The MTA and the Transit Workers Union, which represents 34,000 members, remained in negotiations on Monday. The union has set a 12:01 a.m. Tuesday deadline for a new contract. Its drivers on two private bus lines in Queens walked away from their jobs on Monday, and the union has threatened that the rest of its employees will strike on Tuesday if a deal isn't reached.

The MTA has argued that pension and health-care costs will create a deficit by 2008, and has demanded changes in the pension system for new transit workers. The MTA's offer has called for a 9% wage increase over three years and a raise in the retirement age for new hires, from 55 to 62. The union, however, has called for a higher pay increase and has refused to accept different benefits packages for future workers.

Sudhir Patel, the owner of seven newsstands throughout the city's subway system, tried to call the union's bluff. "Let them go on strike and we'll see what happens," Patel said. "The workers are not overpaid, but they don't need a pay increase." He said that his stores would be able to quickly bounce back, because his goods, which are mostly candy, magazines, and snacks, have a long shelf life.

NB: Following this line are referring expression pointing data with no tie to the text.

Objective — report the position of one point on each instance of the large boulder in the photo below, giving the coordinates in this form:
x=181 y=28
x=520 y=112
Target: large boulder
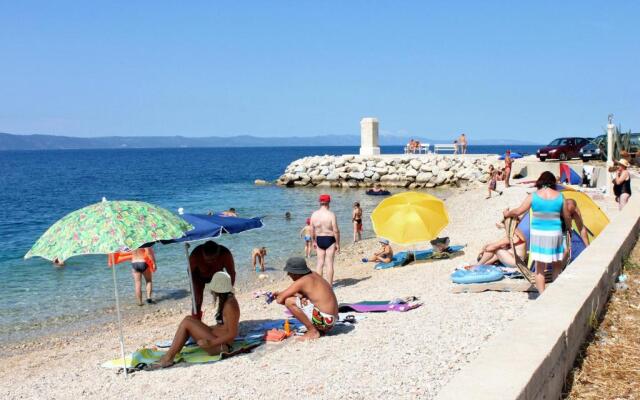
x=425 y=167
x=415 y=163
x=356 y=175
x=381 y=170
x=441 y=177
x=424 y=177
x=389 y=178
x=333 y=176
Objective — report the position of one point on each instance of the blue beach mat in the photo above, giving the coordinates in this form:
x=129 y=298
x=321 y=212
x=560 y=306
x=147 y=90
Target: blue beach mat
x=477 y=274
x=190 y=355
x=403 y=258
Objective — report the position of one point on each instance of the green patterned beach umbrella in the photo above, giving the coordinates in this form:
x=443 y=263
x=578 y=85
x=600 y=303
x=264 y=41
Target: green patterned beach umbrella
x=107 y=227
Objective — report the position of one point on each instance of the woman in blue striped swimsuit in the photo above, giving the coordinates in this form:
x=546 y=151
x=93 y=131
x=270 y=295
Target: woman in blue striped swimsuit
x=546 y=242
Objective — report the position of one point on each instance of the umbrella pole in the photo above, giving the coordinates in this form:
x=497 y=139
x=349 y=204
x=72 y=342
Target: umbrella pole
x=193 y=296
x=115 y=288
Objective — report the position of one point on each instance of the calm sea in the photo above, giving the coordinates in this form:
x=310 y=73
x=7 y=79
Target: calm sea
x=39 y=187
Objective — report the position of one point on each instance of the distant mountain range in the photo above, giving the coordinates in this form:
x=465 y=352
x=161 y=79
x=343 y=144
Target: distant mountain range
x=53 y=142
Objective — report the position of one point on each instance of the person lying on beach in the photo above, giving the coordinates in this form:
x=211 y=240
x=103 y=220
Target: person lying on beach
x=310 y=299
x=257 y=257
x=493 y=181
x=205 y=260
x=214 y=339
x=385 y=254
x=230 y=213
x=305 y=233
x=500 y=250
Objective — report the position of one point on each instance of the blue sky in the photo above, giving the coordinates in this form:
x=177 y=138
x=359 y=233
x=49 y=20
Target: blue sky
x=284 y=68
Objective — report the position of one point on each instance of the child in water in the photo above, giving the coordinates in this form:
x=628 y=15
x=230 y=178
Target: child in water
x=305 y=233
x=356 y=218
x=257 y=258
x=493 y=181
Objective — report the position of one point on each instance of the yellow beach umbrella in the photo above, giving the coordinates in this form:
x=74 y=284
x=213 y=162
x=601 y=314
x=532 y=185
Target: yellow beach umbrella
x=409 y=218
x=593 y=217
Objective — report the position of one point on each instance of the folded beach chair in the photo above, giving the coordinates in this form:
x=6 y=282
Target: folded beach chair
x=511 y=224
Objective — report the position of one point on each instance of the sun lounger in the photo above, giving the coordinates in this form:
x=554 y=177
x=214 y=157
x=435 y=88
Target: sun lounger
x=405 y=257
x=397 y=260
x=505 y=285
x=378 y=306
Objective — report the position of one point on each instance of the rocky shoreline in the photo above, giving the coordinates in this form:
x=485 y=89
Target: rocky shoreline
x=418 y=171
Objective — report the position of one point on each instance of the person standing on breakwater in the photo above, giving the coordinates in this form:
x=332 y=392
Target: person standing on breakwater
x=325 y=236
x=356 y=218
x=549 y=209
x=205 y=260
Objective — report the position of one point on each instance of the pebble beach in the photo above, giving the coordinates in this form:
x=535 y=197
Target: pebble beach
x=407 y=355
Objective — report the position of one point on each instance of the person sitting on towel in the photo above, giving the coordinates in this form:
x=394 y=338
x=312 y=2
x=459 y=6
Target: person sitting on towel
x=500 y=250
x=310 y=299
x=205 y=260
x=214 y=339
x=385 y=255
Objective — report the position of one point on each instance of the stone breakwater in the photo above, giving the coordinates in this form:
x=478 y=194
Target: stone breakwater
x=425 y=171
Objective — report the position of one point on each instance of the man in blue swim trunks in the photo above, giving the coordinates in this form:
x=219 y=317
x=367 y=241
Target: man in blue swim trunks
x=325 y=236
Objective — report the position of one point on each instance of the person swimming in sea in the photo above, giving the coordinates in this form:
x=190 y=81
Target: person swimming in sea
x=356 y=218
x=305 y=233
x=230 y=213
x=325 y=235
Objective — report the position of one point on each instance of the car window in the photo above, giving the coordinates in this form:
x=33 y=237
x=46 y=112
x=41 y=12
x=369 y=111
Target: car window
x=558 y=142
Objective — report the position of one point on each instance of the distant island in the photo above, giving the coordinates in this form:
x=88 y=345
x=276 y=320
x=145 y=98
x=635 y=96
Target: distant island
x=53 y=142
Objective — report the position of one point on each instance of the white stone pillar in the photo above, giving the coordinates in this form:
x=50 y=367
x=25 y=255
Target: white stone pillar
x=369 y=137
x=611 y=133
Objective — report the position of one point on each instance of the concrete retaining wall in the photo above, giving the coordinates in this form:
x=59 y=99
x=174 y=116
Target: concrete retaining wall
x=531 y=358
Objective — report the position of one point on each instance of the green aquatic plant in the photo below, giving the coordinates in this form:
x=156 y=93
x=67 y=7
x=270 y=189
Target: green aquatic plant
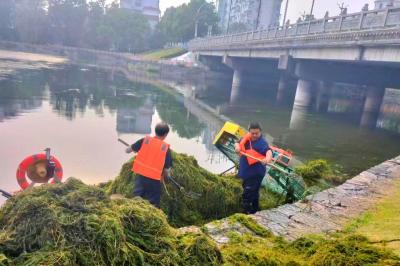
x=314 y=171
x=351 y=250
x=220 y=195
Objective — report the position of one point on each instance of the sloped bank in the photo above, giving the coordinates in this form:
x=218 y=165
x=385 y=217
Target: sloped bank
x=77 y=224
x=220 y=196
x=325 y=212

The city's economy could lose $400 million on the first day of a transit workers strike and $250 million each weekday after that, according to estimates by the New York City Comptroller, which is an independent elected office. The city's gross daily product, on which the comptroller's office based its estimate, is roughly $1.5 billion a day.

A drop in work productivity and interruptions in normal work routines would cause most of the losses, according to the comptroller's office. Approximately 7 million people use New York's transit system every day.

While it's uncertain exactly how much impact the strike would actually have, officials say the projected losses could just be made up in the long run, as workers stranded at home by the strike use the Internet or work on what would have been personal days.